An Empirical Study of CLIP for Text-based Person Search

This repository is the code for the paper An Empirical Study of CLIP for Text-based Person Search.

Environment

All the experiments are conducted on 4 Nvidia A40 (48GB) GPUs. The CUDA version is 11.7.

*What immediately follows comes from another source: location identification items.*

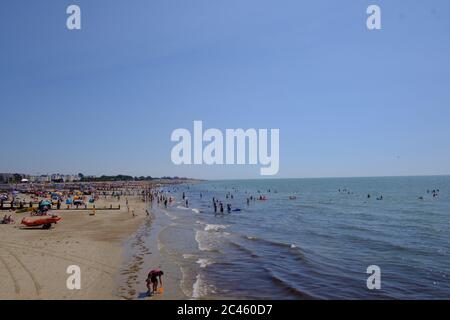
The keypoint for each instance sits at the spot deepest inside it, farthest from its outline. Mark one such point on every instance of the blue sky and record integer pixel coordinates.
(105, 99)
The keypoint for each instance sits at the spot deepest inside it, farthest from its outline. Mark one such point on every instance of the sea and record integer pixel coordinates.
(310, 238)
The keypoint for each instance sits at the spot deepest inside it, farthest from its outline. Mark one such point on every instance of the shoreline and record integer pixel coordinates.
(143, 252)
(34, 261)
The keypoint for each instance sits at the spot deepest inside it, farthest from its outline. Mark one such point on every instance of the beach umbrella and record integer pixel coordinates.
(46, 203)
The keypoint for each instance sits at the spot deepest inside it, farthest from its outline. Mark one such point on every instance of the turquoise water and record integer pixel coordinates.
(318, 245)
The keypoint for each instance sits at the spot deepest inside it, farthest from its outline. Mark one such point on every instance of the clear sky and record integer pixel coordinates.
(105, 99)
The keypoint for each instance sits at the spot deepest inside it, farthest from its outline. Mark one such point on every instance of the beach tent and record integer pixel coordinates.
(46, 203)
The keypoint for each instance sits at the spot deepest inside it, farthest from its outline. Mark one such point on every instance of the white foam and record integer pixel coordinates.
(204, 262)
(215, 227)
(200, 238)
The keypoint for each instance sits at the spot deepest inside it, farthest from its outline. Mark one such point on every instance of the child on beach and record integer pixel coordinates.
(152, 280)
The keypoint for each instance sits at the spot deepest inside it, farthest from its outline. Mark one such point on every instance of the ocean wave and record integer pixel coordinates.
(200, 288)
(215, 227)
(292, 249)
(203, 262)
(204, 241)
(291, 290)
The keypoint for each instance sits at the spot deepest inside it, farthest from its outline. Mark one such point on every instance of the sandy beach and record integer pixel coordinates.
(33, 262)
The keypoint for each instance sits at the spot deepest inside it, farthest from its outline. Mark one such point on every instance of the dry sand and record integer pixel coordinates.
(33, 262)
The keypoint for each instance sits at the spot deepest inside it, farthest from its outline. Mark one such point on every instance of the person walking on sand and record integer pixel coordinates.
(152, 280)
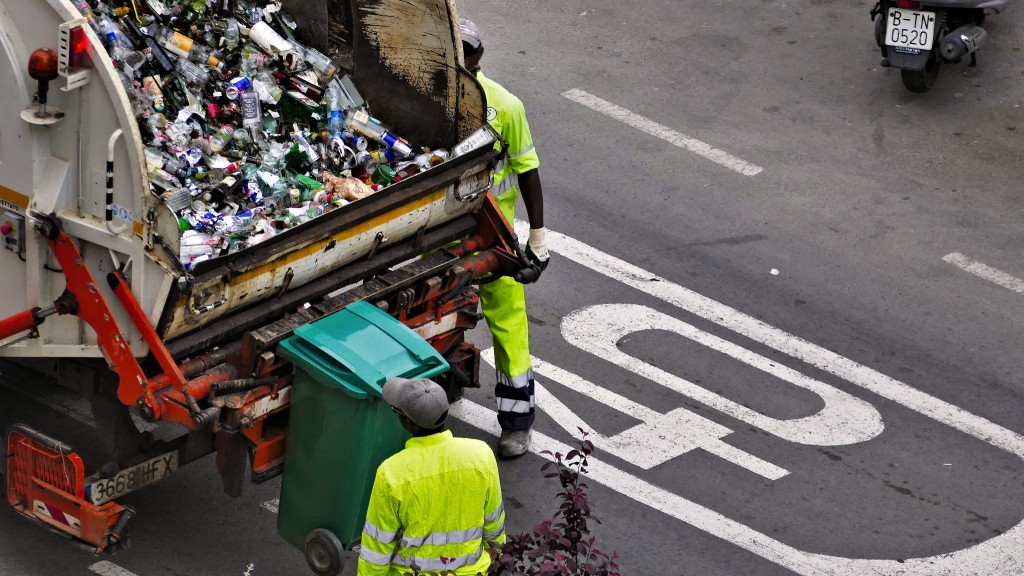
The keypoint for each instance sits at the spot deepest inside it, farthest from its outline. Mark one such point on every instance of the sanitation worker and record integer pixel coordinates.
(436, 504)
(504, 301)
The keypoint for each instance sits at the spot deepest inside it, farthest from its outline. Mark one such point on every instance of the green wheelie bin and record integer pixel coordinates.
(340, 428)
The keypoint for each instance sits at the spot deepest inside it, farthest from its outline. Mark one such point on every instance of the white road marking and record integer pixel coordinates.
(668, 134)
(844, 418)
(996, 557)
(796, 346)
(271, 505)
(656, 440)
(986, 273)
(107, 568)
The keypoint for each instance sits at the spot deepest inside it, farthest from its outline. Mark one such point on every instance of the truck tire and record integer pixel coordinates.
(325, 553)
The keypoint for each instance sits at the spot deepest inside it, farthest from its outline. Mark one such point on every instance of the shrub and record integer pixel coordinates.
(561, 545)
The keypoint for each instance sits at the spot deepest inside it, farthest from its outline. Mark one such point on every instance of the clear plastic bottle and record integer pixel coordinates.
(220, 140)
(114, 36)
(359, 121)
(266, 86)
(193, 74)
(336, 110)
(320, 63)
(174, 42)
(231, 34)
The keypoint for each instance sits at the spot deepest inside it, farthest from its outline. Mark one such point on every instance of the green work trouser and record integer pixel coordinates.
(504, 304)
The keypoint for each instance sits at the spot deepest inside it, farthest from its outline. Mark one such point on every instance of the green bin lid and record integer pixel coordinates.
(359, 347)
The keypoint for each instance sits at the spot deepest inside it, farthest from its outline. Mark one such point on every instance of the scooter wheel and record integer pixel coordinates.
(324, 552)
(921, 81)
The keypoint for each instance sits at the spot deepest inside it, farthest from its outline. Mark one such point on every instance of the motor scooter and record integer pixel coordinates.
(918, 37)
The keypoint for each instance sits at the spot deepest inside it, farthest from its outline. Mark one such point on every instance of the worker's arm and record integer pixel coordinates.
(494, 509)
(532, 197)
(525, 163)
(381, 532)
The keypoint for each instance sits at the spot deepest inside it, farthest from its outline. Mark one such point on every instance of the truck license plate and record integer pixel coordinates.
(130, 480)
(910, 29)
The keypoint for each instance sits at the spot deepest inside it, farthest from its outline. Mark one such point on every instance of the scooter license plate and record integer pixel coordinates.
(910, 29)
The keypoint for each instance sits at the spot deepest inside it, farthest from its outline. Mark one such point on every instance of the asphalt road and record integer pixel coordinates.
(774, 342)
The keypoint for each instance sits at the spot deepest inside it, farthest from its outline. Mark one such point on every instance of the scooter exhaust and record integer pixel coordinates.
(961, 42)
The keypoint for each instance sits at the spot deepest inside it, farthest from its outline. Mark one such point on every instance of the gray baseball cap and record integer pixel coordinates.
(470, 34)
(422, 401)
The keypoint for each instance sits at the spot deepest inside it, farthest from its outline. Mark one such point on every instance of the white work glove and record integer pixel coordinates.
(537, 248)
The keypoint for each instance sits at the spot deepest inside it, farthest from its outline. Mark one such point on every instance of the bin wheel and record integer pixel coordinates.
(324, 552)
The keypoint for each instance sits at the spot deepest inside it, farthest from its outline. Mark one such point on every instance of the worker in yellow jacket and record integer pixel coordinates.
(504, 301)
(436, 504)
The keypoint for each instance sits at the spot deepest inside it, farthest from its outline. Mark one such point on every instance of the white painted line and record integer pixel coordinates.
(843, 419)
(271, 505)
(656, 440)
(668, 134)
(869, 379)
(985, 273)
(996, 557)
(107, 568)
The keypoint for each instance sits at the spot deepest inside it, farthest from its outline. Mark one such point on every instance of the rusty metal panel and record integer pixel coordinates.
(224, 286)
(408, 65)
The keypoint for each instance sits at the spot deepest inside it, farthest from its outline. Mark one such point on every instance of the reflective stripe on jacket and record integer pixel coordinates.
(508, 117)
(439, 497)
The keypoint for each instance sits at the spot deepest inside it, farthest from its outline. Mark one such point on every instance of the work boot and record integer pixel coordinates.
(513, 443)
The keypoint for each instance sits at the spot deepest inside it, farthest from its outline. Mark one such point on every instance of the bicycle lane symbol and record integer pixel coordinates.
(992, 557)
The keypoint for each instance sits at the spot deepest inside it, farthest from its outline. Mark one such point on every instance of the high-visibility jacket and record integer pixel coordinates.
(504, 301)
(439, 497)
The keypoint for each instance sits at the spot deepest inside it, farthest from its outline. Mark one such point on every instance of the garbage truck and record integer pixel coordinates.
(128, 279)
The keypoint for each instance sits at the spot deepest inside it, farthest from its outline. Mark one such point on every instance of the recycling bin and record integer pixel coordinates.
(340, 428)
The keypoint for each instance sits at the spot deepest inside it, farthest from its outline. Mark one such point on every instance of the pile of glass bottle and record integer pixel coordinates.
(248, 132)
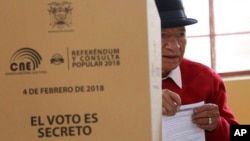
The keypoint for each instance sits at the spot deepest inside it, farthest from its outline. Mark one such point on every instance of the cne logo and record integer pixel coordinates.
(25, 59)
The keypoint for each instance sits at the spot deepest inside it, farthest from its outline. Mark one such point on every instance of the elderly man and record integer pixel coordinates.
(185, 81)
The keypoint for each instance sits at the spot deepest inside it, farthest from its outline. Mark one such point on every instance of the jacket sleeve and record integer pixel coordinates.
(219, 97)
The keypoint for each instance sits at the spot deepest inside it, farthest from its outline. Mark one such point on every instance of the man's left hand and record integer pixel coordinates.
(206, 117)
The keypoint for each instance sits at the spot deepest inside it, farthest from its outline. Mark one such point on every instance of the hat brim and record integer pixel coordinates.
(177, 22)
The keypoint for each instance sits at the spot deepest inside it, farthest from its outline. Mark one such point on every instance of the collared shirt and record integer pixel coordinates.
(175, 75)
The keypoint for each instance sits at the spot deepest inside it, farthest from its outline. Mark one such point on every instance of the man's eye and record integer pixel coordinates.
(181, 34)
(163, 34)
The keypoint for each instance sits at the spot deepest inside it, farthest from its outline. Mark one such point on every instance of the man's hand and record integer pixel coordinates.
(206, 117)
(170, 102)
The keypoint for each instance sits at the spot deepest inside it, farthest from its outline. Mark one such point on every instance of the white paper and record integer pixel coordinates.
(180, 127)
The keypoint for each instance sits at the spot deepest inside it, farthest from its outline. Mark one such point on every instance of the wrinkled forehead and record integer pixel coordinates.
(174, 29)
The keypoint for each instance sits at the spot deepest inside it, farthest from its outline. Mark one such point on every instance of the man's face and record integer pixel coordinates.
(173, 48)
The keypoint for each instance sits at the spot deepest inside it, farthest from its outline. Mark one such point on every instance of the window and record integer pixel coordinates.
(221, 38)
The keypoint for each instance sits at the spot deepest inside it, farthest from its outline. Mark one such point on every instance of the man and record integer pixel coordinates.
(185, 81)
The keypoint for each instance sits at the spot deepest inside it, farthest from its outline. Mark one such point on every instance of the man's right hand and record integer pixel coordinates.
(171, 102)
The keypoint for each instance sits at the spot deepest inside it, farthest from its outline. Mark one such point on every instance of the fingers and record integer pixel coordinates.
(206, 116)
(170, 102)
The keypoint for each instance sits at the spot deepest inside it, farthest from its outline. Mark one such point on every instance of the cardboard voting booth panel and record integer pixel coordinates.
(80, 70)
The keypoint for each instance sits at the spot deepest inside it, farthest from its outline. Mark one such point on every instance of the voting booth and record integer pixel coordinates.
(80, 70)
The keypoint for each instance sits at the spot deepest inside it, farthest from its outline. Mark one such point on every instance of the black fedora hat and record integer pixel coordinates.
(172, 14)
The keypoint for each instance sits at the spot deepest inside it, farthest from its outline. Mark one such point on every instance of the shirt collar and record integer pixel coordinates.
(176, 76)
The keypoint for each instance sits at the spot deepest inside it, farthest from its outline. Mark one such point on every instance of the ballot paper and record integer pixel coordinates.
(180, 127)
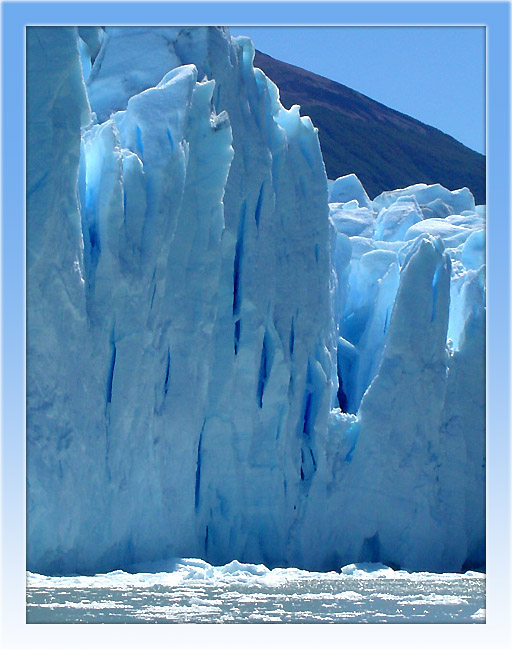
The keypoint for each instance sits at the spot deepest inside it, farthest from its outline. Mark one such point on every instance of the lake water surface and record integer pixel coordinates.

The required packages are listed in requirements.txt. You can install them using:

pip install -r requirements.txt

Download

Download CUHK-PEDES dataset from here, ICFG-PEDES dataset from here and RSTPReid dataset from here.
Download the annotation json files from here.
Download the pretrained CLIP checkpoint from here.

Configuration

In config/config.yaml and config/s.config.yaml, set the paths for the annotation file, image path and the CLIP checkpoint path.

Training

You can start the training using PyTorch's torchrun with ease:

CUDA_VISIBLE_DEVICES=0,1,2,3 \
torchrun --rdzv_id=3 --rdzv_backend=c10d --rdzv_endpoint=localhost:0 --nnodes=1 --nproc_per_node=4 \
main.py

Simplified TBPS-CLIP

You can easily run simplified TBPS-CLIP using:

CUDA_VISIBLE_DEVICES=0,1,2,3 \
torchrun --rdzv_id=3 --rdzv_backend=c10d --rdzv_endpoint=localhost:0 --nnodes=1 --nproc_per_node=4 \
main.py --simplified

License

This code is distributed under an MIT LICENSE.